Bueno, si no lo hace a los veinte años, pensé, ¿para cuándo lo habría dejado?

– En fin, así fue. Luego ha hecho una buena carrera, ¿verdad?

– Ya lo creo -dijo Mme. Letellier-. Tanto que, si no estoy equivocada, a sus treinta años es uno de los prefectos más jóvenes de Francia. Ya ha visto usted por la carta que me envía, que es secretario general de la prefectura de Chálons-sur-Marne, otra zona devastada por la guerra… ¿Cómo no le voy a ayudar? ¿A un héroe de Francia? ¡Por supuesto que le voy a ayudar!

– ¿Entonces va usted a alojar a esta señorita que él le recomienda?

– ¡Naturalmente! Me sobra sitio: la voy a instalar en la habitación de mi dama de compañía.

– ¿Y su dama de compañía? -pregunté no sin maldad.

– Ah, no importa nada… Voy a agradecerle los servicios y la voy a devolver a su casa de Aix. ¿Qué otra cornpañía puedo desear después de la recomendación que me hace monsieur Bousquet? Además, esta Bécassine que me acompaña es bastante tonta y no me sirve de nada.

Durante un tiempo mis verdaderos motivos me tuvieron engañado. Hubiera jurado que mi excitación por la llegada de la señorita Weisman tenía que ver sobre todo con el hecho de que en las pequeñas capitales de provincia en las que rara vez pasa nada, la trascendencia de cualquier acontecimiento que se sale de lo ordinario se multiplica por diez. Menuda tontería. Mi imaginación me jugaba una mala pasada: en aquellos días me sobraban acontecimientos trascendentales y el peso de la visita de una joven periodista tenía por fuerza que ser nimio y palidecer ante los terremotos políticos que nos sacudían. ¿Qué podía significar la presencia en Vichy de una muchacha de París comparada con el nacimiento de la nueva Europa? Lo cierto era que mucho, aunque no lo quisiera confesar: en el fondo, la nueva Europa me importaba una higa y por mi parte estaba dispuesto a sacrificar su importancia redentora en el altar de la sensualidad femenina.

Con el transcurso de los años, me había acostumbrado a que mis sensaciones acerca de la belleza femenina fueran siempre las mismas: la simple alusión a una joven me hacía imaginarla poseedora sin excepción de atractiva armonía y belleza.
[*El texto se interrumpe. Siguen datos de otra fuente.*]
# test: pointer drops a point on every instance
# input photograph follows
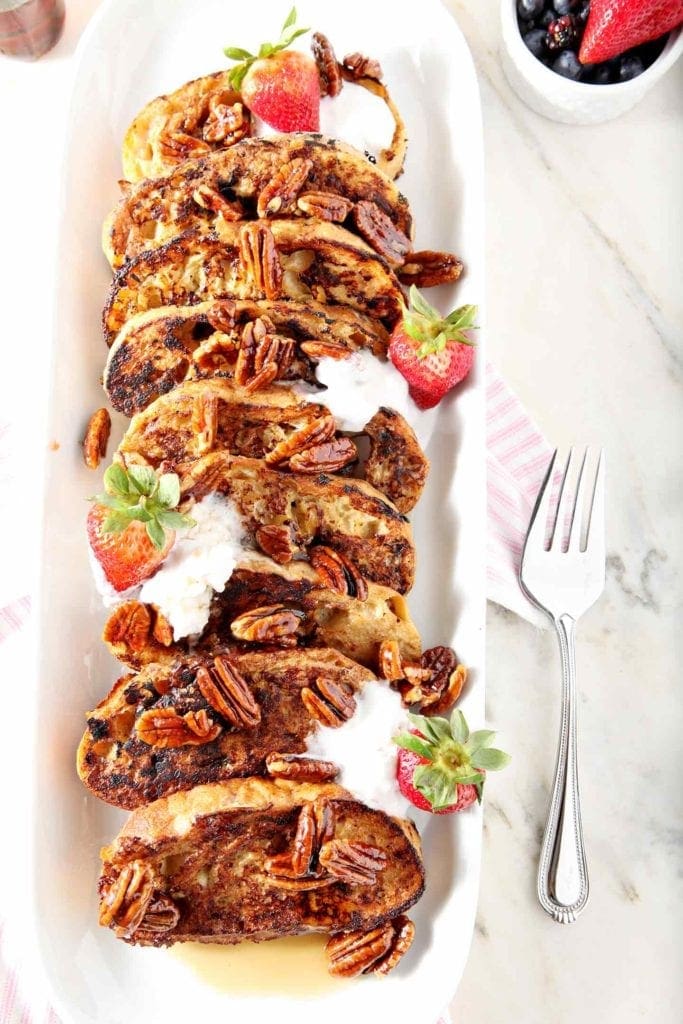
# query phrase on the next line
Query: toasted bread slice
(284, 176)
(330, 620)
(349, 516)
(208, 864)
(121, 762)
(157, 349)
(185, 123)
(295, 259)
(251, 425)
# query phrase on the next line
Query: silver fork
(564, 580)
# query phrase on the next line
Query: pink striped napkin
(516, 459)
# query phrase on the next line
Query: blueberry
(529, 9)
(536, 42)
(567, 65)
(631, 67)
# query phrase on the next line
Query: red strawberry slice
(431, 351)
(616, 26)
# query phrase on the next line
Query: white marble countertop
(584, 302)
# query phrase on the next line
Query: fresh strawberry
(131, 527)
(278, 85)
(615, 26)
(432, 351)
(441, 764)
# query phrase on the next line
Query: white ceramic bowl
(562, 99)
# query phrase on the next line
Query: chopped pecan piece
(228, 693)
(379, 231)
(356, 863)
(338, 572)
(276, 542)
(427, 268)
(329, 457)
(205, 421)
(269, 624)
(163, 727)
(96, 438)
(301, 769)
(312, 433)
(330, 704)
(358, 66)
(325, 206)
(283, 189)
(328, 68)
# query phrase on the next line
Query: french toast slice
(252, 425)
(349, 516)
(330, 619)
(201, 116)
(295, 175)
(157, 349)
(257, 859)
(254, 698)
(295, 259)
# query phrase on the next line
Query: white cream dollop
(199, 564)
(364, 749)
(360, 384)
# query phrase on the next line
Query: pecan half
(96, 438)
(328, 68)
(163, 727)
(228, 693)
(329, 457)
(379, 231)
(283, 189)
(269, 624)
(205, 421)
(325, 206)
(427, 268)
(312, 433)
(358, 66)
(300, 769)
(276, 542)
(355, 863)
(260, 260)
(338, 572)
(330, 704)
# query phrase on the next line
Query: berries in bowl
(583, 61)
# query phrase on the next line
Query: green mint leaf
(169, 491)
(491, 760)
(156, 534)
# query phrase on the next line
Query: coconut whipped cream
(199, 564)
(365, 751)
(360, 384)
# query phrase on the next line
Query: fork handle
(562, 884)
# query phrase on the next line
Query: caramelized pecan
(329, 457)
(283, 189)
(355, 863)
(96, 438)
(427, 268)
(338, 572)
(269, 624)
(325, 206)
(300, 769)
(228, 693)
(379, 231)
(163, 727)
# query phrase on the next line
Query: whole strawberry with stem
(442, 766)
(431, 351)
(279, 85)
(131, 526)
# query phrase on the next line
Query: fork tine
(563, 499)
(536, 537)
(579, 505)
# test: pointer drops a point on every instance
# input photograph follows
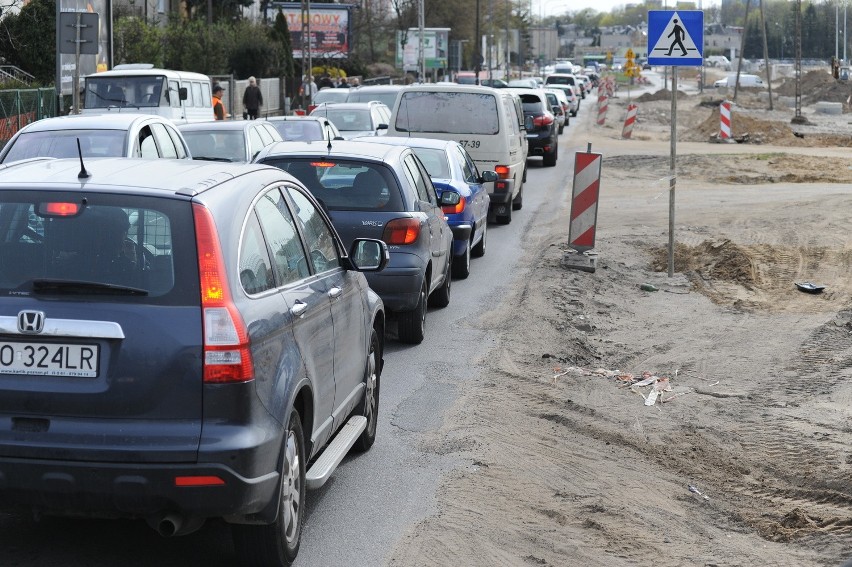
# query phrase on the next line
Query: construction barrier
(725, 119)
(603, 105)
(584, 203)
(627, 131)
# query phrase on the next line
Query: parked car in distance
(380, 191)
(173, 349)
(452, 169)
(386, 94)
(542, 135)
(557, 108)
(489, 123)
(297, 128)
(355, 119)
(228, 140)
(101, 135)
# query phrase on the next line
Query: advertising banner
(330, 28)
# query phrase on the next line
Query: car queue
(218, 326)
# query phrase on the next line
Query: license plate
(49, 359)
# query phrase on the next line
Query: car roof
(335, 149)
(179, 177)
(106, 121)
Me entretenía jugar de modo instintivo con ese imaginario. Un reflejo condicionado, sin duda, un sentimiento estúpido que la realidad de las cosas por supuesto derrotaba una y otra vez y que no soy capaz de explicar más que con el argumento senil de una creciente, pueril y reprimida fascinación por los pocos años, a buen seguro un modo desesperado de retener los crudos rasgos exteriores de una sensualidad cada día menos natural pero perseguida a cada momento con la angustia creciente del que envejece sin remedio.